O crescimento acelerado da população urbana produz nas cidades uma enorme demanda por terra urbanizada, seja para sediar as atividades econômicas, ou atender às necessidades de moradia. (RIGATTI, 2002, p.38). No Brasil, o parcelamento do solo é a modalidade mais comum de expansão de áreas urbanas, por meio da incorporação de novas áreas às urbanizadas, na forma de loteamentos e desmembramentos, regulamentado pela Lei Federal 6.766 de 1976.

A pluralização da paisagem urbana brasileira revela novas práticas socioespaciais, novas formas de diferenciação e segregação urbana e assinala uma fragmentação territorial e social da cidade. As mudanças no processo de urbanização no Brasil trazem consigo um novo modelo de segregação social e urbana que altera as relações entre espaços públicos e privados, com o surgimento de espaços de acesso público, porém de propriedade privada, como os shoppings centers. (REIS, 2006, p.12).
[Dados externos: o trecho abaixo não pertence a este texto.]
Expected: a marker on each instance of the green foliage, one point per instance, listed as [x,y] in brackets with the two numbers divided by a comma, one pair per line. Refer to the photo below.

Nesse sentido, um fenômeno urbano que contribui diretamente nesta diferenciação consiste na expansão urbana por condomínios e loteamentos fechados, presente com maior proeminência nas últimas décadas.

Sposito e Góes (2013) afirmam que este processo é percebido de dois aspectos: o da auto- segregação e o da segregação: “no que se refere à autosegregação, é o grupo com melhores condições (…) que opta pelo isolamento em relação ao conjunto da cidade que, para eles, é o espaço dos outros e, portanto, não mais de todos” (SPOSITO E GÓES, 2013, p.281).

As estratégias utilizadas pelos agendes dessa produção do espaço urbano, bem como os val ores que orientam o consumo destes novos “produtos” imobiliários, têm ra ízes em nossa formação socioespacial e indicam o interesse de auto-segregação de uma parte dos moradores destas cidades. (SPOSITO, 2003, p. 1)

O condomínio horizontal e o loteamento fechado são as formas urbanas que mais têm movimentado o setor imobiliário atual, no qual se vende a sensação de eficiência da segurança privada ao mesmo tempo em que se desqualifica a segurança pública (HERNANDEZ, 2011). Sposito (2004) defende que as estratégias imobiliárias se repetem, em diferentes cidades e se sucedem para que as novidades envelheçam e os novos produtos ganhem preços maiores no mercado. O discurso utilizado para vender a mercadoria terra, edificações, equipamentos e meios de consumo coletivo, além das áreas verdes é o da segurança e da qualidade de vida intramuros. Nesse sentido, “a expansão deles relaciona-se com a forma e o conteúdo da produção e reprodução do espaço urbano no atual processo de financerização”. (RODRIGUES, 2013, p. 02)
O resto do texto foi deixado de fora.